Watching fish thinking

Neuroscientists have found a way to watch neurons fire in an independently moving animal for the first time. The study was done in fish, but it may hold clues to how the human brain works, Science Now reports.
 
Junichi Nakai of Saitama University’s Brain Science Institute in Japan and colleagues selected a glowing marker known as green fluorescent protein (GFP) and linked it to a compound that would light up in the presence of large amounts of calcium.
 
The researchers then inserted the DNA that codes for this marker into the zebrafish genome, tying it to a specific protein only found in neurons.
 
This means that only actively firing neurons would fluoresce, and scientists could track neural activity without applying dye. Because the signal was stronger and clearer, researchers didn’t have to immobilize the larvae.
 
Using their newly developed imaging system, Nakai and colleagues associated the sight of moving paramecium and prey capture behavior with the activation of a group of neurons in the optic tectum, the visual center of the zebrafish brain.
 
The neurons pulsed in tandem with the movements of the paramecium — a sudden dart of the one-celled organism caused a bright flash of neural activity in the zebrafish tectum (see videos).
 
The tectum went silent if the paramecium stilled.
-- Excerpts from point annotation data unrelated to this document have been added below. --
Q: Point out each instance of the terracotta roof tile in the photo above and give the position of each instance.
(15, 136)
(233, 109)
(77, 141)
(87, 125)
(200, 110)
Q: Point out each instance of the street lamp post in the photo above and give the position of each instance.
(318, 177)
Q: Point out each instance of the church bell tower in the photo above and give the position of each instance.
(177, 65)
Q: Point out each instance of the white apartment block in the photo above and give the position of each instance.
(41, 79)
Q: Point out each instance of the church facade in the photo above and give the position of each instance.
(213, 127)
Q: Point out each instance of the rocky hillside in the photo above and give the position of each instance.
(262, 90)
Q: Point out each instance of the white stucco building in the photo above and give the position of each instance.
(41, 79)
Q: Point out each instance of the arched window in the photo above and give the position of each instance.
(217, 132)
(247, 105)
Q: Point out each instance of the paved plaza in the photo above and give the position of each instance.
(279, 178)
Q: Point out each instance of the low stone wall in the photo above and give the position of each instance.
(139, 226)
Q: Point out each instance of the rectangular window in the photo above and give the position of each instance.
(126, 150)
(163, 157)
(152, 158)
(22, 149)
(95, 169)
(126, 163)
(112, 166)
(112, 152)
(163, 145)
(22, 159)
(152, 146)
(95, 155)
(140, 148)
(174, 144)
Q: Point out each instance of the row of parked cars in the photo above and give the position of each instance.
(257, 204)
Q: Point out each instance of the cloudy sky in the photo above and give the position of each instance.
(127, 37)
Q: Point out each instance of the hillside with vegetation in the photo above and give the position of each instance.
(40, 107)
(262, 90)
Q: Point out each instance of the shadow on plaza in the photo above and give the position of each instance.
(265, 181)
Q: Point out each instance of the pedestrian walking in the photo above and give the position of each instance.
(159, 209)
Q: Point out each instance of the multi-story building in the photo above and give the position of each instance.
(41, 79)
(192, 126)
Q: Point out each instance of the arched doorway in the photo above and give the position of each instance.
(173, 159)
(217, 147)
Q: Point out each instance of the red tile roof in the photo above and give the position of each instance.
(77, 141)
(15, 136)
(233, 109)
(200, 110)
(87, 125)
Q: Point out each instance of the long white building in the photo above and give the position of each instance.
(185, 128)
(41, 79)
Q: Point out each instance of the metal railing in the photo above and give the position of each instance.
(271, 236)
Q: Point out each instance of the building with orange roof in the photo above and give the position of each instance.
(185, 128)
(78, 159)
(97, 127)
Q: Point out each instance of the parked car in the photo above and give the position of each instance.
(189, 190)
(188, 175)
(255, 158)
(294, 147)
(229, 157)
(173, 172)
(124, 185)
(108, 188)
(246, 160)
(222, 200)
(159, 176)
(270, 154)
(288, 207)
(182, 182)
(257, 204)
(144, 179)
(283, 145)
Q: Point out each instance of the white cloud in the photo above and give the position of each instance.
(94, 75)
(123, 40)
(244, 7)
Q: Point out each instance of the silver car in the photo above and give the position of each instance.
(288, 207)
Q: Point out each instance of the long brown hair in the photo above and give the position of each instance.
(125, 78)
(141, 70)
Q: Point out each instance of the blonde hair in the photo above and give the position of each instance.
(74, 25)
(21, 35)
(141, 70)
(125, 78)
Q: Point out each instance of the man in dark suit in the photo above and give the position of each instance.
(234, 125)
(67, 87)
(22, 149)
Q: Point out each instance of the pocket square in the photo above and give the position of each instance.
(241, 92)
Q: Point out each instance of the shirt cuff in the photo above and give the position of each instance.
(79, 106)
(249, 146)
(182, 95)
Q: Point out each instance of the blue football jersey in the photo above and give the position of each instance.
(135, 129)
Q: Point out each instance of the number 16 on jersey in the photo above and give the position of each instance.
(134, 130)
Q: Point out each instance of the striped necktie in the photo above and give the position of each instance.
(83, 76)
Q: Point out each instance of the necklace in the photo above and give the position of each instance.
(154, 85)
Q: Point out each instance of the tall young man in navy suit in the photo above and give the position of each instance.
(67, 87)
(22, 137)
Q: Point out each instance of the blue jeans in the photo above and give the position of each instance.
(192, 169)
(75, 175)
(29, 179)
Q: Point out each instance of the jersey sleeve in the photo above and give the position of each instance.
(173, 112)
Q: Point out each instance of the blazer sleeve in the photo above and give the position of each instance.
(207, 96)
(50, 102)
Only moving prey interested the larvae, the team reported in Current Biology. These particular neurons, Nakai proposes, are part of a specific visual-motor pathway that links the sight of moving prey with swimming behavior.
 
All animals, from zebrafish to humans, contain an optic tectum, which coordinates eye movement and the organism’s response to objects in their visual field.
 
The neurons in the larvae continuously make new GFP, which allows ongoing detection of neural activity. “It means we can take the same measurements today, tomorrow, and the day after tomorrow,” Nakai says. “This technique makes long-term measurement possible.” He hopes the approach will allow scientists to associate a variety of specific behavior patterns with specific neural circuits.